Master nodes need not have that many CPUs and memory. We have master nodes with 2 vcpu and 8gb RAM (heap set is 2gb). BTW, how many master nodes do you have? If it is just one and if this node goes down your cluster will have no master. Recommended is to have 3 master eligible nodes and then set the following property. This will also take care of the split brain scenario. https://www.elastic.co/guide/en/elasticsearch/guide/2.x/important-configuration-changes.html#_minimum_master_nodes. It is good to have different machines for different type of ES nodes... It is good for scalability and high availability of your cluster.

discovery.zen.minimum_master_nodes: 2

Normally you can find the log in /var/log/elasticsearch, but I can't find them if I run elasticsearch in docker...Where can I find them?

When you start dockerized elasticsearch then the logs are written inside the docker container. They are still at /var/log/elasticsearch. To see the log either you need to login to the docker container or you can expose those internal folder to your host when starting the docker container. Read more at https://docs.docker.com/engine/admin/volumes/volumes/

for example:

docker run -v /path/on/my/host:/var/log/elasticsearch ${any other necessary docker params like ports} ${es_docker_image}

If you install elasticsearch as a service, you can update by apt update, but how about docker? Can you update as well?

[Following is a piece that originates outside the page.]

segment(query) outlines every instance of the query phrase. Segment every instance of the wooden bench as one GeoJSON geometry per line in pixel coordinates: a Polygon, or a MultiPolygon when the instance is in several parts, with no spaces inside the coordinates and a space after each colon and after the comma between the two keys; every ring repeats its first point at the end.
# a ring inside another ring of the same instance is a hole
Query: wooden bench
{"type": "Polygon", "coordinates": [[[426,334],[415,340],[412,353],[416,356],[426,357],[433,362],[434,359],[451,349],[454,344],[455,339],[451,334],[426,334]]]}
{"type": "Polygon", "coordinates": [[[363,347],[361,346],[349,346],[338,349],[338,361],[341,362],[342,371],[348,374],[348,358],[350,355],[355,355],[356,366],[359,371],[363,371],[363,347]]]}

read more about elasticsearch docker at https://www.elastic.co/guide/en/elasticsearch/reference/current/docker.html and general upgrade guidelines at https://www.elastic.co/guide/en/elasticsearch/reference/current/setup-upgrade.html

Actually all the nodes are VMs, so if I install docker, would it be counter intuitive?

Generally, you should have one type of elasticsearch node per VM. For example, you can have a dedicated VM for running data node docker, client node docker or master node docker. The size of the VM can vary. Master node VM can be 2 vcpu and 4gb RAM machines... data and client should be larger (depending on your use case). For example, we use 8vcpu and 32gb RAM machines.

Is it better to combine few data nodes docker inside one single server, or separate them as one dedicated nodes?

Hosting multiple VMs on the same host machine is risky, IMO.. For example, say, you have 3 data nodes with 1 primary shard and 2 replica shards. Each is running in its own VM... but all VMs are hosted on the same blade. If that blade crashes you will lose all the data. Running multiple ES instances inside the same docker container will have similar risks and may be performance penalty too. Thus its recommended that you should run each data node on separate VM and each of those VM should be on different blade. Sometimes, we even go as far as ensuring that the blade itself is on a entirely different rack.

If dedicated, is better to install ES as a service right?

In general, docker should be run as a service. This will ensure that if that sever had to restart after planned maintenance or otherwise then the docker daemon will be started too and thus the underlying containers too will get started. Otherwise you will have to manually manage the startup...

Hope the above helps.


(Tay Eng Soon) #3

Thanks for the detailed and informative reply!

For now I will make your reply as answer!